The review was completed recently and as a response to it the Ministry for Energy, Trade and Industry, or METI, released an updated policy that said Japan would only support exports of “efficient” coal-fired technology. Specifically, this referred to 43% efficiency or higher Ultra Super Critical coal-fired stations. METI presented this policy as a necessary lifeline for those economies that have no other choice but to burn coal.
Japan offers support for coal-fired tech by backstopping financing of overseas power plant projects that buy the Japanese coal-fired technology.
Incidentally, as noted by Bloomberg’s Stephen Stapczynski, the technology that Japan offers overseas is already at the 43% USC criteria specified by METI.
As numerous environmental commentators said, the new METI policy is not very new and keeps Japan’s commitment to coal-fired generation.

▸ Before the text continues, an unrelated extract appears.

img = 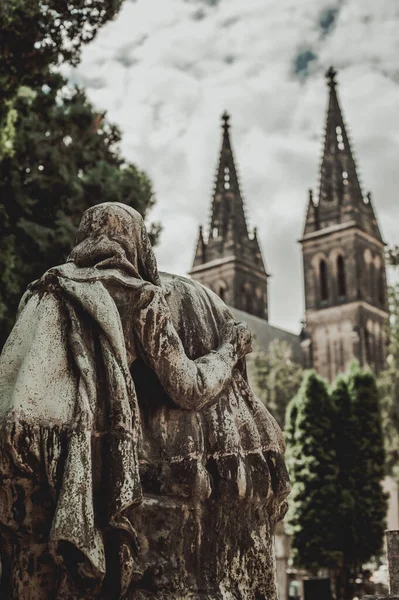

However, when thinking about why Japan remains wedded to coal and what it would take to change this approach a few factors need to be considered:
- Japan was one of the world’s top suppliers of nuclear power stations. The 2011 accident at the Fukushima Dai-Ichi plant, as well as rising competition from China, Korea and Russia have almost decimated the export potential for Japanese nuclear power technology.
- Like with nuclear, Japan has spent decades developing coal-burning generation technology and is one of the global leaders in carbon capture and storage and other coal-related tech. Who would compensate the sunk costs and where would these companies (and Japan as a whole) find replacement business lines?
- Japan lost out in the race to develop solar panels to China.
- Hitachi’s withdrawal from wind turbine business leaves Japan with just one main producer in the wind space: Mitsubishi Heavy Industries
- Japan has good geothermal plant designs, but this is a niche product that applies to a small number of geographies
- Japan’s most obvious export markets in Southeast Asia and India do not plan to give up on coal and are actually growing in its coal dependence.
- The types of power generation that are considered to be climate-friendly today may not be so in 10 years’ time, especially as more assessments of the materials used in making renewable energy equipment and the full-cycle emissions come to light. This makes it risky for Japan or any nation to switch all efforts to developing the renewable energy tech popular today.

Source: IEA
TAKEAWAY: While demand for coal-fired generation in Asia continues, it would be unrealistic to ask Japan to withdraw from meeting that demand, especially when it has invested so much time and money in developing the technology. Japan manufacturer will surely move to other power plant technology over time, but until they have viable commercial products in renewables, green hydrogen, or other climate-friendly tech, and there are sufficient buyers for these offerings, Japan’s government energy policy will not change. In Japan, policy tends to re-affirms the industry’s status and direction, rather than seek to disrupt it.